Bir kaydımsa hiç yok.
Hiçlikten geldim dokunulmazlığında
yalnızlıkla sınanan varlığımın…
Kubbesi iken de göğün.
Atladığım binlerce öğün ve ben sadece
sevgiye ben sadece umuda aş erdim.
Ruh eşim nasıl ki kayıt dışı…
Bir manivela ki içimde şakıyan şarkı.
İklimsiz.
Kadersiz.
Keder yüklü.
Esefle söylendiğim.
Salındığım kadar yorgunluğun hışmında
alındığım kadar insanların duyarsızlığına…
Bir alıntı değilim.
Sevgim ve hayallerim bana dair
çalınsa da yeniden severim yeniden hayallerle örerim ben evreni.
Hayta rüzgâr.
Çapkın nidalar.
Saf kan yalnızlığım nasıl ki safran
sarısı uçuşan yaprakların.
Demlendiğim kadar nazımla niyazımla
aşkla sınandığım kadar şaşkın bir rüzgârım belki de…

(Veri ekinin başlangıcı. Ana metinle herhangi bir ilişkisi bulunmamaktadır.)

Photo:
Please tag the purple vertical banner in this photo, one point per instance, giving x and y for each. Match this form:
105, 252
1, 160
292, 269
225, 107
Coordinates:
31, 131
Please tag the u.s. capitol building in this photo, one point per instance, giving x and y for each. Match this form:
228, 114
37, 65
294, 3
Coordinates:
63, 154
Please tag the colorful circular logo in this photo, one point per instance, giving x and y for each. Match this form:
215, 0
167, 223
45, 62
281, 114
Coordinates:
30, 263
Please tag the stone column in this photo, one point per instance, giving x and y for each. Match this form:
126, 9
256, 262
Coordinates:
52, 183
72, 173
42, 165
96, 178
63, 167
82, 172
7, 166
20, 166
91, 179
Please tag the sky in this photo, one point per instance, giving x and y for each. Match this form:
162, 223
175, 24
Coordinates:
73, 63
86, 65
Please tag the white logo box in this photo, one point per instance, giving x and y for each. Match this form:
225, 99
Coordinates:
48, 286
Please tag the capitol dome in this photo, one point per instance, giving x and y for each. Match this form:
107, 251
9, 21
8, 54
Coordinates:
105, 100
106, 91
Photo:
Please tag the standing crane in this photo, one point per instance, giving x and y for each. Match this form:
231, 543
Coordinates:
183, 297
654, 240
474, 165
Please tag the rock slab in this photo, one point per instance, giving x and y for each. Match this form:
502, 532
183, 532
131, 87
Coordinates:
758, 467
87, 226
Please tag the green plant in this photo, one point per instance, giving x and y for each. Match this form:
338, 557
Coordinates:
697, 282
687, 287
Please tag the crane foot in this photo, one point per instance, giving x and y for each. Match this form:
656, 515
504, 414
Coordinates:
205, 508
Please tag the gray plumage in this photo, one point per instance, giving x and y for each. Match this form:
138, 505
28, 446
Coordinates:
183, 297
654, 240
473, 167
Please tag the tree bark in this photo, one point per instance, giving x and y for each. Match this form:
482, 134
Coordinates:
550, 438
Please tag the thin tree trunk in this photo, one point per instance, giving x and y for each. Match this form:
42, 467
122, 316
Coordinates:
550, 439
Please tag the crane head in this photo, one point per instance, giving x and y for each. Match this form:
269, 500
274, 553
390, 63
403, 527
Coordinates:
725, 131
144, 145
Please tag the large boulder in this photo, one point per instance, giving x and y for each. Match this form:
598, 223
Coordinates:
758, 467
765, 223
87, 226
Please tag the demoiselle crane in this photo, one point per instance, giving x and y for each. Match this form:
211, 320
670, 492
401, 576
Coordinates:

Beklemeye aldığımsa mutluluk.
Arkamdan korna çalanlar nasıl ki:
bekleme yapmamamın propagandasını yapmaktalar…
Ve çağladığım kadar.
Akıttığım yaşlarımla deryalara denk
düştüm madem.
Matemimle örülü mabedim.
Aşkın ihbarı iken yolunu şaşıran
mevsim.
Ruhumun izdihamı.
Aşkın çığlığı.
Hüznün sonlanmayan mesaisi…
Dur durak demeden şerh düştüğüm kadar
sözcüklerin köküne sıkı sıkı bağlı bir de döktüğüm kadar eteğimdeki taşları…
Umarsızlığın izinde.
Hüznün aymazlığında.
Yüreğime battığında her kıymık.
Kıymet görmesem de…
Kıyamete kadar ç/ağlayacağım Allah
aşkıyla vatan sevdasıyla…
Rotamdan sapmadan.
Dümen kırmadan.
Sarıldığım inancın ikamesinde yol
aldığım.
Yel gibi hızlı.
Bentler aştığım kadar coşkun.
Ben sevginin ben ülkemin ben
özgürlüğün ben Atatürk’ün neferiyim ve bu vatanı canım pahasına korumakla
yükümlüyüm madem arkamdan da ağlamasın hiç kimse çünkü ben sonsuzluğa değin
cennetin bahçesinde sefasını süreceğim uğruna can verdiğim vatan sevdamın…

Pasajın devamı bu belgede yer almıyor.